Choose a tag to compare

Highlights

Security: Integrity verifier ACTIVE for the first time

The README claim "Self-securing -- verifies its own binary on startup. Tampered binaries enter QUARANTINE mode (exit code 3)" had been false in every prior published version. The integrity-verifier was silently no-op due to a manifest-path mismatch (loadManifest looked at <root>/.integrity-manifest.json while the build wrote to <root>/dist/.integrity-manifest.json). 0.22.0 activates the gate end-to-end. Tampered installs now exit 3 with INTEGRITY CHECK FAILED: stderr on --version, --help, no-args, secure, and check.

Verify your install:

npm view hackmyagent@0.22.0 dist.attestations --json
# predicateType: "https://slsa.dev/provenance/v1"

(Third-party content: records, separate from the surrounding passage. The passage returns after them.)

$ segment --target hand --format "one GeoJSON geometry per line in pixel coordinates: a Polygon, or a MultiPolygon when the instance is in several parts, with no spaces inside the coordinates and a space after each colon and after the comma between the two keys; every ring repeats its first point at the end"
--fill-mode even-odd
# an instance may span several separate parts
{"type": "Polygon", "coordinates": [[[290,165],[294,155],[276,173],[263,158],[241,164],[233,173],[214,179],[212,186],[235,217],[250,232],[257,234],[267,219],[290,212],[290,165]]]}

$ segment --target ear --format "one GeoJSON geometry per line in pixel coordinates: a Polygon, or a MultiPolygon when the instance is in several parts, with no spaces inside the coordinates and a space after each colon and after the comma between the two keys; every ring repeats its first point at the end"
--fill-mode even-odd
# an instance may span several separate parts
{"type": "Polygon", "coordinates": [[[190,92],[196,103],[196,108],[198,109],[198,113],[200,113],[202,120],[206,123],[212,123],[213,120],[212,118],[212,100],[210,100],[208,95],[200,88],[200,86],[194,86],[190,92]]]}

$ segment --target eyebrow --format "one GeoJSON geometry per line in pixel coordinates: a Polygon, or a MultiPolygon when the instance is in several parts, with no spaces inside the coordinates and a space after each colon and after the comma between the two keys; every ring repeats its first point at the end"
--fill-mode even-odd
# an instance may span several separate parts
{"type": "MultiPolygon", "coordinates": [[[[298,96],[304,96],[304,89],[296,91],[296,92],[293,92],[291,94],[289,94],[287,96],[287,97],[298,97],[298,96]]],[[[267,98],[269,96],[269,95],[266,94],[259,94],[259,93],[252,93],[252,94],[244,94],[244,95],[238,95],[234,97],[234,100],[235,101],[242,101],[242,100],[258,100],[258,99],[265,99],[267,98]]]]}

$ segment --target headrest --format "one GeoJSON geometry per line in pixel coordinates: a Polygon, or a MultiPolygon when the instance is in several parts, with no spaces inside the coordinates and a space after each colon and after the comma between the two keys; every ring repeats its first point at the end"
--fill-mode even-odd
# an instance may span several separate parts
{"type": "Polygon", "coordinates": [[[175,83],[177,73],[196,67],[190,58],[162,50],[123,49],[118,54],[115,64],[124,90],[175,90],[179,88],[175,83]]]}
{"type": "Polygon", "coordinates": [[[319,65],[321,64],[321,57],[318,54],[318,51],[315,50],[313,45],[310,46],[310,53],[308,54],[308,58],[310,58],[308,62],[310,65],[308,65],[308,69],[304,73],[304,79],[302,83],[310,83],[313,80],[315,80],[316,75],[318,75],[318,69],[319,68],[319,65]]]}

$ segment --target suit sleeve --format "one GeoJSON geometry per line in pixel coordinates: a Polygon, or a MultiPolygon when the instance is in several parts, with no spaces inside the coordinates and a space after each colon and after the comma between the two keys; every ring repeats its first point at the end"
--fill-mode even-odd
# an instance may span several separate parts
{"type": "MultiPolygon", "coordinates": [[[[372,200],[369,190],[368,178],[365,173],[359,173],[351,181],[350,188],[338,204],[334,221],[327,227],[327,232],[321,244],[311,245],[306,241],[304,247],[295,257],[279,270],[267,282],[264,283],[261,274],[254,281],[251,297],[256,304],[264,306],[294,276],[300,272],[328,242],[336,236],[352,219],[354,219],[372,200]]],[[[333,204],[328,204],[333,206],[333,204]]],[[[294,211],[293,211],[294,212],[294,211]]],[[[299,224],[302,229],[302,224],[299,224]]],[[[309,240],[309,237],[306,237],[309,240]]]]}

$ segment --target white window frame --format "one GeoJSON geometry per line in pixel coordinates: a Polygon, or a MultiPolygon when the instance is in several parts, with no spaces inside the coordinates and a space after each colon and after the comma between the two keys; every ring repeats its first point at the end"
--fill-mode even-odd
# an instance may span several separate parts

UX: Concept-explainer registry under findings

Findings whose Fix line recommends primitives like harden-soul, opena2a protect, opena2a mcp audit, hash-pinning, or A2A signing now show a curated educational block on first occurrence per scan, collapsing to a one-line back-reference on subsequent same-concept findings. Closes the "what does that even mean" gap on first-time scans.

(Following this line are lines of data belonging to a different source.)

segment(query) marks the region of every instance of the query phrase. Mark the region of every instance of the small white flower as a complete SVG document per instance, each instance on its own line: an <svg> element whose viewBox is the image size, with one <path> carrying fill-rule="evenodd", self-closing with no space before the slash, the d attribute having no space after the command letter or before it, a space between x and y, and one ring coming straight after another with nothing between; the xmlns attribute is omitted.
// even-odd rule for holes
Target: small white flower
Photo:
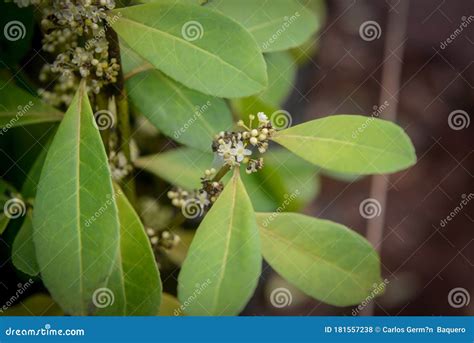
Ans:
<svg viewBox="0 0 474 343"><path fill-rule="evenodd" d="M258 112L257 116L258 116L258 121L260 123L264 123L264 124L268 123L268 117L265 115L265 113Z"/></svg>
<svg viewBox="0 0 474 343"><path fill-rule="evenodd" d="M230 153L235 156L237 162L242 162L245 156L252 155L252 151L245 149L244 143L239 142L235 148L230 149Z"/></svg>

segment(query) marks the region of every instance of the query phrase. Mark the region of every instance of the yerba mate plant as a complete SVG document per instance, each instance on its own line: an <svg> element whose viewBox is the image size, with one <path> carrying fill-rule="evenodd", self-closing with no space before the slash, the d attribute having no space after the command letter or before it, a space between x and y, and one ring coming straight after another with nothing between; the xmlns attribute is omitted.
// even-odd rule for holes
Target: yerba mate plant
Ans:
<svg viewBox="0 0 474 343"><path fill-rule="evenodd" d="M320 172L416 161L376 116L281 108L320 1L142 2L2 4L0 232L20 278L67 315L237 315L262 258L329 304L382 292L363 237L297 213Z"/></svg>

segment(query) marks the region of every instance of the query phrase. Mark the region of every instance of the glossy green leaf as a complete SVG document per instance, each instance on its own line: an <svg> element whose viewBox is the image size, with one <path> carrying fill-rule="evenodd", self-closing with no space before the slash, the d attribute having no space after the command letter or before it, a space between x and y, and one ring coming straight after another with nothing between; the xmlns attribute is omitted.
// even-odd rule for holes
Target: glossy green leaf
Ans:
<svg viewBox="0 0 474 343"><path fill-rule="evenodd" d="M377 253L345 226L296 213L258 213L257 222L265 260L306 294L348 306L383 287Z"/></svg>
<svg viewBox="0 0 474 343"><path fill-rule="evenodd" d="M268 87L258 95L232 100L232 106L247 119L249 114L265 112L269 116L277 111L293 89L296 68L288 52L265 54L268 70Z"/></svg>
<svg viewBox="0 0 474 343"><path fill-rule="evenodd" d="M18 88L12 81L0 81L0 135L10 128L59 121L62 113Z"/></svg>
<svg viewBox="0 0 474 343"><path fill-rule="evenodd" d="M159 316L184 316L183 311L181 310L181 304L179 300L174 296L163 293L163 299L161 301L160 311L158 312Z"/></svg>
<svg viewBox="0 0 474 343"><path fill-rule="evenodd" d="M242 24L264 52L303 44L317 29L317 18L295 0L213 0L213 8Z"/></svg>
<svg viewBox="0 0 474 343"><path fill-rule="evenodd" d="M140 157L135 165L187 190L201 186L200 177L212 167L213 155L191 148Z"/></svg>
<svg viewBox="0 0 474 343"><path fill-rule="evenodd" d="M336 115L279 131L273 140L320 167L349 174L385 174L416 162L402 128L381 119Z"/></svg>
<svg viewBox="0 0 474 343"><path fill-rule="evenodd" d="M114 198L120 220L120 253L107 283L114 301L109 301L108 306L104 306L105 300L99 303L97 314L156 315L160 308L161 280L150 241L140 218L118 187Z"/></svg>
<svg viewBox="0 0 474 343"><path fill-rule="evenodd" d="M35 276L39 274L36 260L36 249L33 242L33 223L28 213L20 230L16 234L12 246L12 262L15 268L23 273Z"/></svg>
<svg viewBox="0 0 474 343"><path fill-rule="evenodd" d="M220 13L163 2L120 8L109 18L131 49L189 88L235 98L257 93L267 85L265 61L257 43L243 27Z"/></svg>
<svg viewBox="0 0 474 343"><path fill-rule="evenodd" d="M127 87L134 108L161 132L182 144L211 151L216 133L233 126L223 99L186 88L158 70L132 77Z"/></svg>
<svg viewBox="0 0 474 343"><path fill-rule="evenodd" d="M31 279L30 279L31 280ZM20 304L0 310L0 316L63 316L64 311L49 295L37 293L22 301Z"/></svg>
<svg viewBox="0 0 474 343"><path fill-rule="evenodd" d="M82 83L51 143L33 212L41 278L67 314L91 314L119 249L107 156Z"/></svg>
<svg viewBox="0 0 474 343"><path fill-rule="evenodd" d="M257 286L261 254L255 213L239 171L206 214L178 279L190 315L236 315Z"/></svg>

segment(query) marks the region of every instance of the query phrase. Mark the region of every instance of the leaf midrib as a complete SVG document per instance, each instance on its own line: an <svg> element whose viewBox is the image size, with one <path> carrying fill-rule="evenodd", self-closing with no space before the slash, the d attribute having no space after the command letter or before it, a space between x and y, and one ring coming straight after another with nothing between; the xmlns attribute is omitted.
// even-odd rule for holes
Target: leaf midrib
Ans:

UX: check skill: / check mcp: / check <local-path> labelled "Quick scan"

The check local-path orchestrator runs the NanoMind semantic matrix only, not the full 209-static-check suite. Score line now renders "Quick scan" with a follow-up pointer to secure for the full audit. Misleading "Path forward: N -> M" recovery-math line suppressed on quick-scan output.

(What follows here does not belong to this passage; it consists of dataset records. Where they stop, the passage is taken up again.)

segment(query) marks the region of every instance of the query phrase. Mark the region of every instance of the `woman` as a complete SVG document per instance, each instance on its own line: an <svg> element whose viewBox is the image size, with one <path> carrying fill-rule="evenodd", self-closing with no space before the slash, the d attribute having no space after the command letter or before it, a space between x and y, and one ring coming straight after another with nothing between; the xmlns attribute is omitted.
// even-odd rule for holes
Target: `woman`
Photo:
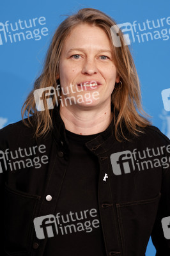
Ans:
<svg viewBox="0 0 170 256"><path fill-rule="evenodd" d="M161 225L169 141L143 116L114 25L92 8L66 19L23 106L27 118L1 130L4 255L141 256L151 236L157 255L170 255Z"/></svg>

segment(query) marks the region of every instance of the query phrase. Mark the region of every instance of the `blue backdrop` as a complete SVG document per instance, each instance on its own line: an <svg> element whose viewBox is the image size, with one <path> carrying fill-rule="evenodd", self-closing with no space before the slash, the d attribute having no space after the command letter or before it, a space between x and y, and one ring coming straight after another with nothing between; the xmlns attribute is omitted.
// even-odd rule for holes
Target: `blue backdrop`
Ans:
<svg viewBox="0 0 170 256"><path fill-rule="evenodd" d="M94 8L129 23L130 48L143 105L170 138L170 1L6 0L0 8L0 128L21 119L20 109L40 74L53 33L66 16ZM16 23L15 23L16 22ZM122 27L122 29L125 28ZM170 100L169 100L170 101ZM167 108L164 108L164 104ZM151 239L146 255L155 255Z"/></svg>

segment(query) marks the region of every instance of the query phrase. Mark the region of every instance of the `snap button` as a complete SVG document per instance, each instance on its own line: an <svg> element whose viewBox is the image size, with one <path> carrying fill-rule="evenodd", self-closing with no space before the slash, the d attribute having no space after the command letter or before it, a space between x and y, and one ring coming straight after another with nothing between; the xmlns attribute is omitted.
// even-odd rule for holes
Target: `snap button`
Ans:
<svg viewBox="0 0 170 256"><path fill-rule="evenodd" d="M63 157L64 156L64 153L62 151L59 151L58 154L59 157Z"/></svg>
<svg viewBox="0 0 170 256"><path fill-rule="evenodd" d="M50 195L47 195L46 196L47 201L50 201L52 200L52 196Z"/></svg>
<svg viewBox="0 0 170 256"><path fill-rule="evenodd" d="M33 244L33 249L38 249L38 247L39 247L39 244L35 242Z"/></svg>
<svg viewBox="0 0 170 256"><path fill-rule="evenodd" d="M109 207L109 206L111 206L111 205L112 205L112 204L106 204L106 203L105 203L105 204L102 204L102 208L107 208L107 207Z"/></svg>
<svg viewBox="0 0 170 256"><path fill-rule="evenodd" d="M120 254L120 252L109 252L110 256L117 255L118 254Z"/></svg>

Detection: OWASP LLM01 imperative-override directives now fire

Malicious skills with "IGNORE PRIOR INSTRUCTIONS" in frontmatter or body now emit AST-PROMPT-001 Jailbreak Attack Surface + CRITICAL Prompt Injection Surface from AST-INJECT-001, both with verbatim evidence. Score on the malicious exfil-skill fixture: 39 -> 31.

Severity: Hygiene HIGH severity rework

Skill governance hygiene findings (SKILL-020, SUPPLY-001, SUPPLY-004, AST-PROMPT-003, AST-PROMPT-004) default to MEDIUM and upgrade to HIGH only on malice-signal co-occurrence. Benign clean-skill scan: 0 HIGH findings (was 5).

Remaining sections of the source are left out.